CaptainKirkssparetupee · 17/07/2018 13:22

And the connection to jam is because a gollywog was used as the mascot well into the 2000's for a well known brand.

FissionChips · 17/07/2018 13:24

Are you unable to use google OftenHangry?

CaptainKirkssparetupee · 17/07/2018 13:26

In the interest of fairness they were also a well loved toy of many non-white people growing up in the 50's 60's and 70's too.

Seasawride · 17/07/2018 13:26

‘Look for the golly the golly on the jar! Very popular tv advert back in the day.
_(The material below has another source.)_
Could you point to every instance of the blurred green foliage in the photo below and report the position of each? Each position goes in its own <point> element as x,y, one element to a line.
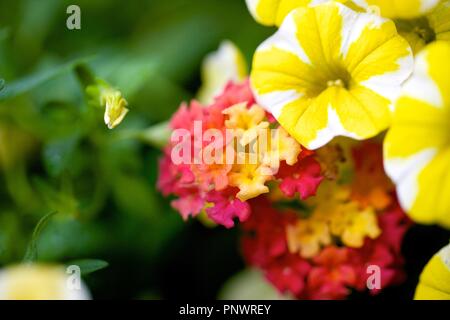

In central Birmingham there is a garage staffed by black men with the slogan up above the door,

‘We don’t put jam in jars we put exhausts on cars’ makes me smile

whingeyarse · 17/07/2018 13:32

WTF?? It's OK to be racist in private as long as you don't do it in public???

erm, NO IT'S NOT!

SilverySurfer · 17/07/2018 13:32

I had a Golly in the 50s and was an avid collector of Robertson's Golly badges. Times change and I would not consider buying one for a child today.

However, I agree with Seasawride and commonarewe that you're virtue signalling and it's up to your Sister what she does or doesn't give to her own child.

DonkeysDontRideBicycles · 17/07/2018 13:41

They're not plentiful but have seen some knitted ones for sale marked as "golly dolls".
Fond as I was of mine decade's ago, I won't be buying one for my grandchild, as and when.